Page MenuHomePhabricator

Investigate the effects of IP Masking on Data Eng systems
Closed, ResolvedPublic5 Estimated Story Points

Description

Plan: this feels like a "many eyes make all bugs shallow" kind of thing. There are a lot of data pipelines involved and we can find all the affected ones together!

Those of us who are familiar with the pipelines, especially @JAllemandou, @mforns, @Milimetric for any batch jobs and @Ottomata for any EventBus-generated streams, should definitely be involved. But @ntsako, @Snwachukwu, and @Antoine_Quhen have all worked on at least some of the affected jobs. It's probably useful for everyone to search and think on their own for a couple hours and then have a couple of meetings where we brainstorm together. Beyond that though, if we miss something, the impact should be very obvious and we should be able to recover easily by going back to the source data and re-running jobs. So it probably isn't worth spending a huge amount of time making sure we don't miss a single line of SQL.

Steps

  • Work in pairs or small groups to discuss what data pipelines might be affected by IP masking
  • Brainstorm in a bigger meeting the workflows, processes or data pipelines affected (if any)
  • Decide as a team if IP masking affects our team or not and communicate it via this phab ticket
  • Fix accordingly

Timeline: If there are any fixes needed, they should be done by Q1 next fiscal year

*useful links*

Event Timeline

EChetty updated the task description. (Show Details)
Milimetric raised the priority of this task from High to Needs Triage.Jan 26 2023, 5:28 PM
Milimetric updated the task description. (Show Details)
EChetty set the point value for this task to 5.

@mforns to take the lead on this.

Quick update from our last conversation:

It seems that an is_temp column was considered but rejected by Data Persistence as something that would cause too much trouble. We decided to investigate that a bit, to understand exactly what would be involved, because the tech debt we have to incur by not adding the column is also significant. So we're currently trying to schedule a conversation with Data Persistence.

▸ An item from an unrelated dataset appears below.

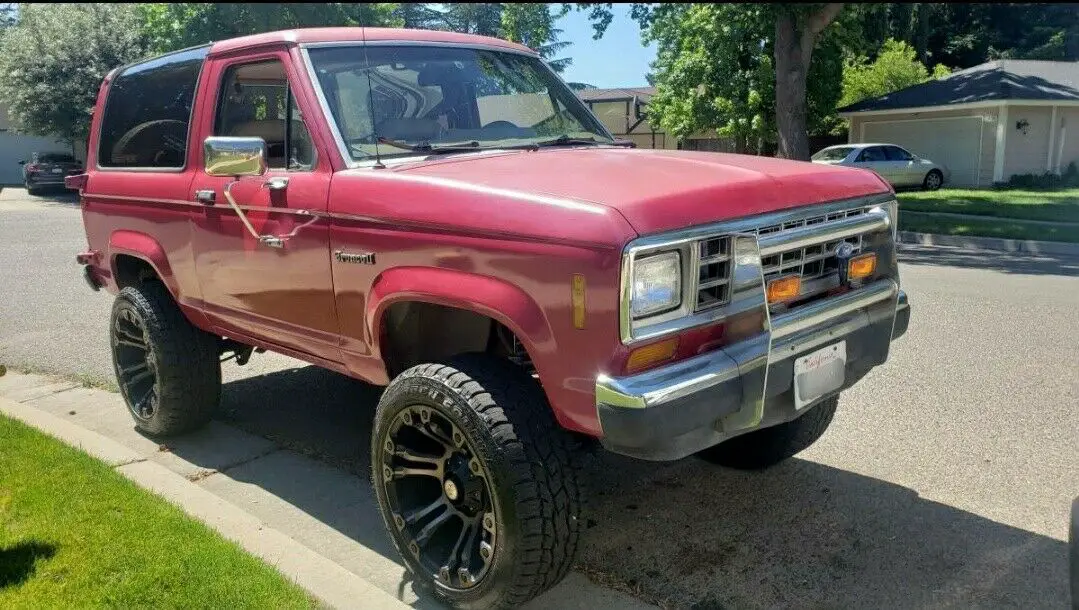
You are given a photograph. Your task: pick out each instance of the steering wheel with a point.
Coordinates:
(503, 124)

The general plan, currently being reviewed by Product-Analytics, is as follows:

  • Change pipelines as far upstream as possible to make temporary users look pretty much like anonymous users
    • So anywhere we have user_is_anonymous or similar, this should be true for old anon users and new temporary users
    • However, since new temporary users will have a real user_id, downstream consumers will still need to verify their logic does not rely on something like user_id == 0 to mean "anonymous"
  • Track new data about temporary users and check our assumption that it does not affect or blur top line metrics too much
  • After some analysis, decide whether to make this decision permanent or add new fields (eg. user_is_temporary) to help create more granular metrics that treat anonymous and temporary separately

We are moving this task to done, since it was an initial investigation. The next steps are:

  • Continue conversation about this plan and validate that it's sound by looking at affected code
  • Plan and estimate the work that we'll need to do in Data-Engineering
NOTE: The main rationale for this plan is that if we change our mind at any point, we don't lose any data in this pipeline. So we can regenerate output with any new approach we decide on. This makes it safer to keep changes to a minimal right now and re-assess.